The question whether an order of restitution should abate depends essentially on its categorization as penal or compensatory. A penal provision, such as a fine or forfeiture, abates with the conviction. If viewed as compensatory, a restitution order survives.
The issue may emerge in a variety of circumstances. The Supreme Court has noted that the Bankruptcy Code was not intended to grant a discharge from criminal fines and penalties and held that, being criminal in nature, a restitution order was not subject to discharge. Kelly v. Robinson, 479 U.S. 36, 46-49 (1986). Although restitution is designed for the benefit of the victim, he has no control over the amount to be awarded, nor whether it will be directed. Id. at 52. We followed Kelly in another bankruptcy discharge case. In re Rashid, 210 F.3d 201 (3d Cir. 2000).
Kelly, however, was not an abatement case. See United States v. Asset, 990 F.2d 208, 213 n.3 (5th Cir. 1993). In another context, the Supreme Court cited the goal of the Victim and Witness Protection Act as compensating victims of crimes.

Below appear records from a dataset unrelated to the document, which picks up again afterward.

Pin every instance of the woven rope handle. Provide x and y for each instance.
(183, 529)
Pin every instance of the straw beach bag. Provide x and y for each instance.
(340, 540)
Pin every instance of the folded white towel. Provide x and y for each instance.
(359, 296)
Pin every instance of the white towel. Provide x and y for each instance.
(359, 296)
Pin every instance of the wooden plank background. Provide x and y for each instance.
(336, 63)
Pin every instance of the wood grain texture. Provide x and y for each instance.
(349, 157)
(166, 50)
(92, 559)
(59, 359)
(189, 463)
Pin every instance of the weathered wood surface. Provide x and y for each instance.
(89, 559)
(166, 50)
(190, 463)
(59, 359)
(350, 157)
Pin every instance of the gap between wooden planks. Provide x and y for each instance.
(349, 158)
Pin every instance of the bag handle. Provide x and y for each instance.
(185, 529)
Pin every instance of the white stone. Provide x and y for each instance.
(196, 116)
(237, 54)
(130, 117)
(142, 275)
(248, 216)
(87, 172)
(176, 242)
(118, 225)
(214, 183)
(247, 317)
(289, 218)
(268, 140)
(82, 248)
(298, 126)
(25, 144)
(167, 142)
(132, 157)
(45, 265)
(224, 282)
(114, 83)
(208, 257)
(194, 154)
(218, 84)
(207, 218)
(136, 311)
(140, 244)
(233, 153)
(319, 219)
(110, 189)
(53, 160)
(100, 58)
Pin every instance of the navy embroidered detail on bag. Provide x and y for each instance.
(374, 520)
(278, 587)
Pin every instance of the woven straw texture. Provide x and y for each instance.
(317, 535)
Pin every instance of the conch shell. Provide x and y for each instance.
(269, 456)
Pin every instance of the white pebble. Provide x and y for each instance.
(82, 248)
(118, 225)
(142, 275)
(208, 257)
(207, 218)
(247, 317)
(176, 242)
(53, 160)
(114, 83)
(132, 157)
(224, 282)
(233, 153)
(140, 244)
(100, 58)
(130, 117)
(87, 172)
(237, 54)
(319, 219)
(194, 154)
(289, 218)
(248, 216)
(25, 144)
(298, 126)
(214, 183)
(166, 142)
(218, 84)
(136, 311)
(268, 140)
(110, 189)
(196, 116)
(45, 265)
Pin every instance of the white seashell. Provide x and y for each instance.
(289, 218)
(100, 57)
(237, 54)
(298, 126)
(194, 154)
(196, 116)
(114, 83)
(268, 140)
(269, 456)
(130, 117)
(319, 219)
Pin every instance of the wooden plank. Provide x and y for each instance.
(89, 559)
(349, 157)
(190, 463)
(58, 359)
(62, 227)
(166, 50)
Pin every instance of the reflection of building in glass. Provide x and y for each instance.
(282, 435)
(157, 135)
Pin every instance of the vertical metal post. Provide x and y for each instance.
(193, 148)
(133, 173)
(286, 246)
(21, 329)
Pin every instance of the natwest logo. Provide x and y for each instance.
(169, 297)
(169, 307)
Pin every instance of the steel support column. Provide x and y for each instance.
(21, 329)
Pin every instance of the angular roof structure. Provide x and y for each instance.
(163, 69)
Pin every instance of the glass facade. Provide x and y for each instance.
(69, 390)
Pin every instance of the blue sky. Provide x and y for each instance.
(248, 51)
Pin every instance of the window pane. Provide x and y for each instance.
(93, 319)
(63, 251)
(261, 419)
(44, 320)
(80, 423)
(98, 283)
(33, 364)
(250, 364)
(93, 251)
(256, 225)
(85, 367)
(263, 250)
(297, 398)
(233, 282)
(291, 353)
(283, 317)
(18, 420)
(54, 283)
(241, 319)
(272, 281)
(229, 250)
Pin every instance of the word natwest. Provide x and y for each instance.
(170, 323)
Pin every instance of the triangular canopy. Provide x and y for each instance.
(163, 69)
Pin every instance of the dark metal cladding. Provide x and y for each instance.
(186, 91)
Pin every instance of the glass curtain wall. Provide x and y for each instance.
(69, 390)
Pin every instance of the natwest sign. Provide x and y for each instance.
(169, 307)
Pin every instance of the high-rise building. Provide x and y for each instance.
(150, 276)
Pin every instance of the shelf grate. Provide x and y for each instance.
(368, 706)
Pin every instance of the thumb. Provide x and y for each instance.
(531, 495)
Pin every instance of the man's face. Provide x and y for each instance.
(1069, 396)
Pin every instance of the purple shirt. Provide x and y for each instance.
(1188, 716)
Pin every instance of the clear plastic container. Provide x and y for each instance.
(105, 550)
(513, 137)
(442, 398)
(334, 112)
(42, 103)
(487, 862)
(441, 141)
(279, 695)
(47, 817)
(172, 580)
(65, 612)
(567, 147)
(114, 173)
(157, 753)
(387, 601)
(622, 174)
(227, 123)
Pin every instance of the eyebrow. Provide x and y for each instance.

Hughey v. United States, 495 U.S. 411, 420 (1990) (overruled on other grounds).
We have held that the purpose of restitution under the Mandatory Victim Reparation Act is to compensate victims for their losses and to make them whole. United States v. Diaz, 245 F.3d 294, 312 (3d Cir. 2001); see also United States v. Mustafa, 238 F.3d 485, 490 (3d Cir. 2001) (fine is a form of punishment, whereas restitution is merely intended to compensate victims); Gov't of the Virgin Islands v. Davis, 43 F.3d 41, 47 (3d Cir. 1994) (restitution is compensatory rather than punitive); United States v. Kress, 944 F.2d 155, 159 (3d Cir. 1991) (restitution differs from fine or penalty and is intended to compensate victims).
On the other hand, in United States v. Edwards, 162 F.3d 87 (3d Cir. 1998), we concluded that for ex post facto purposes, restitution under the Mandatory Victim Restitution Act is a form of penalty. 162 F.3d at 91-92; see also United States v. Sleight, 808 F.2d 1012, 1020-21 (3d Cir. 1987) (prohibiting prejudgment interest because purpose of restitution under Probation Act is to make victim whole; order is imposed as part of sentencing process and remains inherently a criminal penalty). The application of the ex post facto clause to restitution orders has divided the Courts of Appeals. See United States v. Schulte, 264 F.3d 656, 661-62 (6th Cir. 2001) (collecting cases).
A survey of case law illustrates that restitution is best classified as compensatory, punitive, or a combination of both according to the context in which the issue arises. Our Court has not yet addressed this question in the abatement setting. Furthermore, our opinion in Edwards is not in conflict with our consideration of the abatement effect on restitution orders.
We conclude that the order of restitution in this case is more compensatory in nature than penal. Historically, restitution, an equitable remedy, was intended to reimburse a person wronged by the actions of another. To absolve the estate from refunding the fruits of the wrongdoing would grant an undeserved windfall. We are persuaded that abatement should not apply to the order of restitution in this case, and thus, it survives against the estate of the deceased convict.
We will, therefore, grant the appellant's motion to abate the conviction, and direct the appellant to file a brief within thirty (30) days of the date of this Order addressing the merits of the restitution order. The Government may also file a responsive brief within (15) days of thereafter.